Before we go any further, let’s get the “they are native” “they aren’t native” argument settled. This debate that has plagued the very existence of these animals in our area will be resolved in an upcoming edition of California Fish and Game Scientific Journal. Two articles present both physical and historical evidence showing that beavers were native to the Sierra Nevada.
Samples taken from a buried beaver dam at 4,000 feet above sea level on an upper Feather River tributary were carbon dated at 544 AD. The Washoe Tribe and other mountain tribes had a word for beavers, but none for any other non-native species. The earliest Europeans to arrive in North America reported beaver living in every suitable waterway from the Arctic tundra to northern Mexico. After all, what insurmountable obstacle would have prevented beavers from living in the high Sierra? And, they have been here for a very good reason.
Beavers can help keep Tahoe blue instead of green, primarily because beaver dams and ponds trap the naturally occurring sediment and nutrients associated with algae growth. Beaver dams also help clean up the mess we create by trapping human-caused erosion as it is washed into our waterways.
Having witnessed the destruction of a very small beaver dam and the billowing cloud of sediment that was released, we were amazed by the volume of its contents. The dams could intercept the sand and chemicals put down by road departments, which are washed into creeks and streams and then into the Lake.
Think about that the next time you are creeping behind one of those Caltrans street sweepers surrounded by a cloud of dust! Also, by slowing water flow, beaver dams reduce stream bed erosion and retain water for the dryer months while continually replenishing the water table.
Regardless, not everyone wants to share their space with nature’s water storing and filtering engineers. They are either chewing your prized Aspen or building a pond that is flooding your favorite trail. Simple, inexpensive, and virtually undetectable methods and devices are available to coexist with these busy water lovers.

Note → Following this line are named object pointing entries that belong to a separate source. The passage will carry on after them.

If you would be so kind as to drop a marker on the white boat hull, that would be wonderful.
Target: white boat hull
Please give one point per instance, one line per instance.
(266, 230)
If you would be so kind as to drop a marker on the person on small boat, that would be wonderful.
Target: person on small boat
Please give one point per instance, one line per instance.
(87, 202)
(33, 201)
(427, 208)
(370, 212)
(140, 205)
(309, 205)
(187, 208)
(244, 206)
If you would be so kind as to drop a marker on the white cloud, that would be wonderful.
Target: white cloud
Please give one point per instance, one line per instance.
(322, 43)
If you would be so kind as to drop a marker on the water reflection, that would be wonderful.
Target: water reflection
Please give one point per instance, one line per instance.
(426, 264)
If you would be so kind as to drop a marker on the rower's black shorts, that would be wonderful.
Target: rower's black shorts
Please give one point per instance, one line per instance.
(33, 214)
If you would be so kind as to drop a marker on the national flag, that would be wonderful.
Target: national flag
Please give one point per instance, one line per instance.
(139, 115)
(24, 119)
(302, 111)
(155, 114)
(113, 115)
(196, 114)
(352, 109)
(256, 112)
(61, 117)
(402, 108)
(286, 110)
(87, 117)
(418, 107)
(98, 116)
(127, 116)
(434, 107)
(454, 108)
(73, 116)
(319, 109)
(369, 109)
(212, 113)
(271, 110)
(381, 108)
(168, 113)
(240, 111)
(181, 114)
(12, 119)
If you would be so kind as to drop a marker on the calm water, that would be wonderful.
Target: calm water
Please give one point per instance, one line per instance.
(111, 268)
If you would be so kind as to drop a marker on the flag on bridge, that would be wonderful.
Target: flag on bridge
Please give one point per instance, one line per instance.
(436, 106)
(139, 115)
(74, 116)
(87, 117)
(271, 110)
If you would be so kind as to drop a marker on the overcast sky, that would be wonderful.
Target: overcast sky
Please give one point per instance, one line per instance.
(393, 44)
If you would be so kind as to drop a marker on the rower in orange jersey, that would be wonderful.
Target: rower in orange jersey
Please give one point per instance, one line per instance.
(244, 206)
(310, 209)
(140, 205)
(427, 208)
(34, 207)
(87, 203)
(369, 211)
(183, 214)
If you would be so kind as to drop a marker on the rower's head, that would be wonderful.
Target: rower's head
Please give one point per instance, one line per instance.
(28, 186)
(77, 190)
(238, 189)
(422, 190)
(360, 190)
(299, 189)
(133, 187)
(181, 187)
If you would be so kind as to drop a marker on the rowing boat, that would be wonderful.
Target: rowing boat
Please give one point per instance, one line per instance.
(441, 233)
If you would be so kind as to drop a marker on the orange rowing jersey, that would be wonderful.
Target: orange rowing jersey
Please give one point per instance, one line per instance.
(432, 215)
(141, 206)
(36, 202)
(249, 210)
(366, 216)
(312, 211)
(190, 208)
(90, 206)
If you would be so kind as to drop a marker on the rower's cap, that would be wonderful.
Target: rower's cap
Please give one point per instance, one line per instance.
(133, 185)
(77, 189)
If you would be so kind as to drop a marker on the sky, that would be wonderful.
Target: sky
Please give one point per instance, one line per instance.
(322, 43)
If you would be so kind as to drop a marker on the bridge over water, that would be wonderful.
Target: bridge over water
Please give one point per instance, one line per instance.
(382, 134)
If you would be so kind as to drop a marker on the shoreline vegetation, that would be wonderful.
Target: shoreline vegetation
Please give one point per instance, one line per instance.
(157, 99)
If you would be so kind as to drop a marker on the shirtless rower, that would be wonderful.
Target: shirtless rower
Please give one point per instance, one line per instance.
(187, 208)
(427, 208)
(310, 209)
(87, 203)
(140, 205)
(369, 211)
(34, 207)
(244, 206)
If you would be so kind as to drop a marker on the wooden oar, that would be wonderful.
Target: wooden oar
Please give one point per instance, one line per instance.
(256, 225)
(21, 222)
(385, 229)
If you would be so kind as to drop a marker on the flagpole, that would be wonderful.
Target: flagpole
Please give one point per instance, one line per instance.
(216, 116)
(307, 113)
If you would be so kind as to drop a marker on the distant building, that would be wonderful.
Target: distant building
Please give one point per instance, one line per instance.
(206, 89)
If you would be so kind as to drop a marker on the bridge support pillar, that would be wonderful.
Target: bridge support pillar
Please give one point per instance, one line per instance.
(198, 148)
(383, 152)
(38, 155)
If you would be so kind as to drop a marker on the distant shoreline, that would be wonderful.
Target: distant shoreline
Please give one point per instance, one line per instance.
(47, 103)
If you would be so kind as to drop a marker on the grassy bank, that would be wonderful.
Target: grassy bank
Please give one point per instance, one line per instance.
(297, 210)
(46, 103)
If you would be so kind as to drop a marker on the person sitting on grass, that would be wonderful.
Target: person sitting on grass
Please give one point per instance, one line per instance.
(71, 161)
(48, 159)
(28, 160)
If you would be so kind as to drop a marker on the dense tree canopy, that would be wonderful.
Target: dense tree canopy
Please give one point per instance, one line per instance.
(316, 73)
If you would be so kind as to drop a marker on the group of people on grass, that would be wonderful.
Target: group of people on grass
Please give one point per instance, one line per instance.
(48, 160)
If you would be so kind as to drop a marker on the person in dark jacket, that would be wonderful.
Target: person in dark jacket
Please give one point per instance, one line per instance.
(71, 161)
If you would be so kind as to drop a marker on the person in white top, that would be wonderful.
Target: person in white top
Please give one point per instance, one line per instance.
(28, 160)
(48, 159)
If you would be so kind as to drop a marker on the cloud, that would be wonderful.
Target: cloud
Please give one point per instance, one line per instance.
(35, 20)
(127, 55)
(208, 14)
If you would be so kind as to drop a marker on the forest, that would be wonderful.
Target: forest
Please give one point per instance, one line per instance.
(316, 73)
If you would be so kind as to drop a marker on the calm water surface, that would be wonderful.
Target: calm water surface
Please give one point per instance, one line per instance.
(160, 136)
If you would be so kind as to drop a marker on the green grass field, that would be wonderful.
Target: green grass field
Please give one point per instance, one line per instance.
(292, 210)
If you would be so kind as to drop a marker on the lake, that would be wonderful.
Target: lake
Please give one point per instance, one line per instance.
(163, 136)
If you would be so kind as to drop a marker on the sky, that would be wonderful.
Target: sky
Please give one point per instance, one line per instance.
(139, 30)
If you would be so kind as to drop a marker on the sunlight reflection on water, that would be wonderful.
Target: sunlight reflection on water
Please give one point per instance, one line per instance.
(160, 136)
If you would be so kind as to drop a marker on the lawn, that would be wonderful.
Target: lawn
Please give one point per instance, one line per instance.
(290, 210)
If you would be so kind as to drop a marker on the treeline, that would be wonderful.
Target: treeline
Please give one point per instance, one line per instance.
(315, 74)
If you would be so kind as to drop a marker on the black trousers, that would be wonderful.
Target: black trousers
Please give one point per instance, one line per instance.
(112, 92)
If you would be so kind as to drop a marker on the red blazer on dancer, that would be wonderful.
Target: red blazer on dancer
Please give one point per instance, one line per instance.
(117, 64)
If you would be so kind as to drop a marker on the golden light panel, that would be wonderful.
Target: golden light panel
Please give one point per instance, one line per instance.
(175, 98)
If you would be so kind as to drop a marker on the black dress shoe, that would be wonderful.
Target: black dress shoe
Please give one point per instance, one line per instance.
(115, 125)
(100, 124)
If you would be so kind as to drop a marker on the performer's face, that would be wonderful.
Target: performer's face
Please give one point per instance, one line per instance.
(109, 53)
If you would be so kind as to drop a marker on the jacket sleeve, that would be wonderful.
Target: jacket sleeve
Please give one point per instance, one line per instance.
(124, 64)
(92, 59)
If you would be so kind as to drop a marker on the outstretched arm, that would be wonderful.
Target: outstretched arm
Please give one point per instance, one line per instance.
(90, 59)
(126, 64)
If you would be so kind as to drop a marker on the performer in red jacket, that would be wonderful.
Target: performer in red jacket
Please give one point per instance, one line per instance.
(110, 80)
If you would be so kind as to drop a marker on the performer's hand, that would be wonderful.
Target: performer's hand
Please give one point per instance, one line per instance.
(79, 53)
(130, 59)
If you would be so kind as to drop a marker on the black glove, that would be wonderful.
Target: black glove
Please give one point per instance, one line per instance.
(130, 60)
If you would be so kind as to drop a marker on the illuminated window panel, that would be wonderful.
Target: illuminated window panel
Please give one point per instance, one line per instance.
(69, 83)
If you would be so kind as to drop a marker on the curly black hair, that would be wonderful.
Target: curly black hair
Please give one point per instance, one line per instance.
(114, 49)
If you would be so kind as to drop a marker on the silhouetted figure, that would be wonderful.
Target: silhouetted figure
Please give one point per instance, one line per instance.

There are also people in this area devoted to sharing this information and helping to make these methods and devices work. Tahoe Donner Association, Incline Village General Improvement District, Placer County, the Army Corp of Engineers in Martis Valley, and private residents have all successfully made these options work for them. The benefits of beavers are being recognized in their native habitats in other parts of the world. It is time to recognize their role here in our watershed as well.